March 8, 2011

Juan Rangel, 47 Sentenced In $30M Ponzi Scheme Case Specifically Targeting The Hispanic Community!

MyFoxLA channel 11
Man Sentenced In $30M Ponzi Scheme Case
written by Staff
February 14, 2011

Los Angeles - A Downey man whose financial fraud schemes preyed on blue-collar Latinos throughout the Southland was sentenced today to 22 years in federal prison for what a federal judge said was a case "close to my heart."

Juan Rangel, 47, who is already behind bars awaiting sentencing for a 2009 conviction for bribing a Bank of America branch manager, pleaded guilty last October before U.S. District Judge S. James Otero to one count each of mail fraud and money laundering.

In a three-hour hearing in Los Angeles federal court, about a dozen of Rangel's victims tearfully told Otero of losing their homes, their savings, and their health to a Ponzi scheme that took in nearly $30 million as well as a scam that preyed on homeowners facing foreclosure.

Patricia Arreola of Baldwin Park told the court she invested $50,000 with Rangel and lost it all. For the mother of five, the loss was especially tragic since she had received the money from the government after the death of her son, a Marine, in Iraq in 2007.

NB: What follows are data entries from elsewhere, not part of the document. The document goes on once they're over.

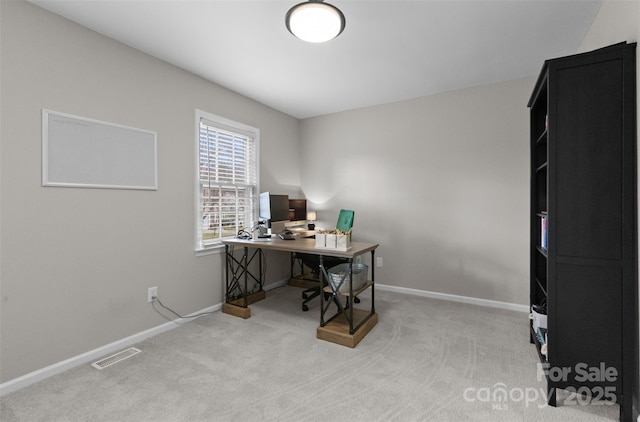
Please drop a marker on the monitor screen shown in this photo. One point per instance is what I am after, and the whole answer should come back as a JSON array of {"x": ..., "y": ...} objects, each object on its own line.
[
  {"x": 297, "y": 209},
  {"x": 274, "y": 207}
]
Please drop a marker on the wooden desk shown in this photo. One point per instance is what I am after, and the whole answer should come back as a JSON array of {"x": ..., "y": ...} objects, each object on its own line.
[{"x": 347, "y": 326}]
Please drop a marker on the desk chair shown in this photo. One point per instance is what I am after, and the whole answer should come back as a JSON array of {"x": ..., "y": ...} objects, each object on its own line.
[{"x": 344, "y": 224}]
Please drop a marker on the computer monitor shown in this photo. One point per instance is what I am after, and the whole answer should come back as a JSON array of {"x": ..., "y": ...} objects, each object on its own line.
[{"x": 274, "y": 209}]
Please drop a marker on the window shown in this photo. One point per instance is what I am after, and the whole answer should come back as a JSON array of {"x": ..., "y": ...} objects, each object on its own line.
[{"x": 227, "y": 179}]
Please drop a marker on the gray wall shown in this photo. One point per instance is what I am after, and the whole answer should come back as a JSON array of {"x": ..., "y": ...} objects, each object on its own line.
[
  {"x": 76, "y": 263},
  {"x": 440, "y": 181}
]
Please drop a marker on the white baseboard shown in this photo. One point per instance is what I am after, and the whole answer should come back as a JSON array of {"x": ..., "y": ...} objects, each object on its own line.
[
  {"x": 92, "y": 355},
  {"x": 455, "y": 298}
]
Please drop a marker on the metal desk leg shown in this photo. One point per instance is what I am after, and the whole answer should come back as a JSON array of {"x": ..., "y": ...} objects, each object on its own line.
[{"x": 238, "y": 298}]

"This was sacred, this money, and he took it all," Arreola said. "He has no heart, no feelings, and he harmed so many people."

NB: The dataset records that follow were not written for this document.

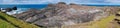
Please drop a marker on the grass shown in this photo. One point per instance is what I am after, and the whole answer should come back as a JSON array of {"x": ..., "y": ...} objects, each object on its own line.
[
  {"x": 18, "y": 22},
  {"x": 4, "y": 24}
]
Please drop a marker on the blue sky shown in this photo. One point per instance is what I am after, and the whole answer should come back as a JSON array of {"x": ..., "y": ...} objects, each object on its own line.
[{"x": 94, "y": 2}]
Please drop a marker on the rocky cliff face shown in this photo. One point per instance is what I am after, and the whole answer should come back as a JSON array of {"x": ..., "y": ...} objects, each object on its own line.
[{"x": 62, "y": 14}]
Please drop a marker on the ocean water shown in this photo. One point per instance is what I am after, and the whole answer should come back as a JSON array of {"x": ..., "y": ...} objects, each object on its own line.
[{"x": 23, "y": 7}]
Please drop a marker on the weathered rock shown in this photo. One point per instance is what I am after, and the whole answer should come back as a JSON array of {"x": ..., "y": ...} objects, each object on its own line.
[{"x": 62, "y": 14}]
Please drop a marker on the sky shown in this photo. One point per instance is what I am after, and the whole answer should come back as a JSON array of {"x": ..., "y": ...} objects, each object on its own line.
[{"x": 94, "y": 2}]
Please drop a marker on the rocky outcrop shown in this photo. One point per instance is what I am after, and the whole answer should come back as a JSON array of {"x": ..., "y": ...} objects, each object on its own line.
[
  {"x": 62, "y": 14},
  {"x": 8, "y": 9}
]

After imposing sentence, Otero called Rangel "a true economic danger to the community. ...It's so very sad that he would accept money from the mother of a fallen soldier, knowing how important that money was."

Rangel, a Mexican national who has been resident in the United States for more than 20 years, was indicted last year on charges that he and his Commerce-based company, Financial Plus Investments, recruited investors through Spanish-language newspapers, magazines, radio spots and infomercials.

Prosecutors said investors were promised guaranteed returns of 60 percent each year out of the profits from Rangel's real estate investments and his lending business.

Instead, Rangel used the victims' cash to make monthly mortgage payments on his $2.5 million home, to lease a Lamborghini and a limousine, and to buy cocaine, prosecutors said.

Assistant U.S. Attorney James A. Bowman showed the dozens of spectators packed into the courtroom pictures of Rangel's home, complete with marble- and gold-plated bathrooms and a built-in elevator.

One victim told the judge that since losing her home to Rangel's mortgage scheme, she has been living in a garage. Another said that since losing her home, she is being cared for by her 80-year-old mother.

Rangel showed no reaction to the victim impact statements. Given the opportunity to address the court, he blamed the economy and even his victims for the losses.

"It was never my intention to harm anyone," Rangel said, adding that in some cases his problems were caused "by all the debtors (that) did not pay us the money they owed us."

Otero repeatedly warned the victims that there was little likelihood any money would ever be returned.

"It's not likely you will receive restitution from Mr. Rangel," the judge said. "He came to court without a penny to offer you. He has made no efforts to attempt to return any monies to you."

Otero said the Rangel case "comes close to my heart," since he grew up in the blue-collar Hollenbeck neighborhood, just blocks from the downtown courthouse.

"I'm familiar with the hard work that most of you put forward to achieve the American Dream," the judge said. "He has stolen your dreams, your futures (and) your health, both emotional and physical."

Otero recommended Rangel be deported back to Mexico after he is released from prison. A restitution hearing was set for May 6.

According to a signed plea agreement with prosecutors, Rangel was expected to be sentenced to 15 years in prison, but Otero departed from the deal and added another seven years to the sentence. Outside court, Bowman told the crowd it was the victims' statements that made the difference.

In the mortgage fraud scheme, Rangel and others targeted Spanish-speaking homeowners who were at risk of losing their homes and offered to help them avoid foreclosure, Bowman said.

Rather than assist them, however, Rangel took titles to their homes and drained the remaining equity out of the properties, the prosecutor said.

As part of that scheme, Rangel arranged to sell the homeowners' properties, usually without their knowledge, to third-party straw buyers, according to Bowman.

He then applied for loans in the straw buyers' names and, using a variety of falsified documents, duped mortgage lenders into approving more than $10 million in bogus loans, the prosecutor said.

The indictment also charges Javier Juanchi, 42, of Sherman Oaks, a vice president at Financial Plus, and Pablo Araque, 40, who owns Downey-based tax preparation and bookkeeping company A-One Tax Pros.

Juanchi and Araque, who were charged in the mortgage fraud only, are scheduled to face trial in March before Otero.